There have been many times during this process when I've felt like it's my job to avenge my uncle's death. It's a powerful feeling that carries equal parts responsibility and righteousness. But it's also a very arrogant place to be. I've spent a lot of time pointing fingers--at my grandmother, my mother and even Robert--and telling people what they should have done differently. But I have had to come to terms with the fact that I have no right to make such judgments.

The sad truth is that everyone in this story played their part. Everyone hurt my uncle. But the other truth--the more important truth--is that they also all loved him. And whenever I've begun to doubt myself (Do I have the right to ask these questions? Who is telling the truth? Am I messing with people's lives? Am I playing God?), I've always come back to one guiding question: What would Miguel have wanted?

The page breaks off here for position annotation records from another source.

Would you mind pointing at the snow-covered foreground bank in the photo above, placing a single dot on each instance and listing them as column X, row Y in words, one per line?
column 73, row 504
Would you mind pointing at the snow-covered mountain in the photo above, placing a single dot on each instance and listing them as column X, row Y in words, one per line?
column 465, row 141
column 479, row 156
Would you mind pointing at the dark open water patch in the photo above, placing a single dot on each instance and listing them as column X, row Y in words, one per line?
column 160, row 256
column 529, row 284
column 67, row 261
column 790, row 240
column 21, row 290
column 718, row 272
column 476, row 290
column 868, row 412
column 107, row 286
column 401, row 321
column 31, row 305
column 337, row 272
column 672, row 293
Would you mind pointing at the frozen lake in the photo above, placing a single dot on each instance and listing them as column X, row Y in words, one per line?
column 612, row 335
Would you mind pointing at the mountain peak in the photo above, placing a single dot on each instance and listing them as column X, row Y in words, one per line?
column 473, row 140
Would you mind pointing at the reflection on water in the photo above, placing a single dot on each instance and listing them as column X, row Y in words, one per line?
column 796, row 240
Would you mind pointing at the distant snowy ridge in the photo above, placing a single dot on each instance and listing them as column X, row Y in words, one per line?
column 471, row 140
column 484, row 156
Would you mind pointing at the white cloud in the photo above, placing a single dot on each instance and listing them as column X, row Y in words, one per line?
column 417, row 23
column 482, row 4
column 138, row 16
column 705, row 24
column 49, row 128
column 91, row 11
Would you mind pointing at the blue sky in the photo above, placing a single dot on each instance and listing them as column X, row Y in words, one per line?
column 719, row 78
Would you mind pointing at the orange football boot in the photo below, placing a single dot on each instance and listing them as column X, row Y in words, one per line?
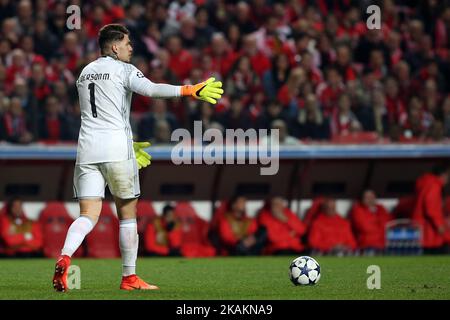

I think Miguel would have wanted people to remember all of him--his artistic passion, his humor, his poetic heart, his enthusiasm, his leadership and, yes, his mistakes. I think he would have wanted everyone he loved to put their differences aside and love each other as much as he loved them. When people ask me what I want people to do when they see this film, I always tell them I want them to cry. Not because I am a sadist or because I want the audience to feel manipulated, but because I believe that this story is more than just an interesting story. It is a story I want people--not just people dealing with the aftermath of AIDS, but anyone who's had a conflict, a falling out, a seismic loss--to see in their own lives, and I want them to ask themselves what they could do differently now. I don't just want people to ask, "What did Miguel do on his deathbed?" I want them to ask, "What would I do on my deathbed?"

I don't think this film has healed the past. Not yet. But I continue to hope that Miguel's entire family--Robert, my mother, Miguel's friends and everyone who knew and loved him--will find some measure of peace. A complicated and challenging peace, perhaps, but peace nonetheless.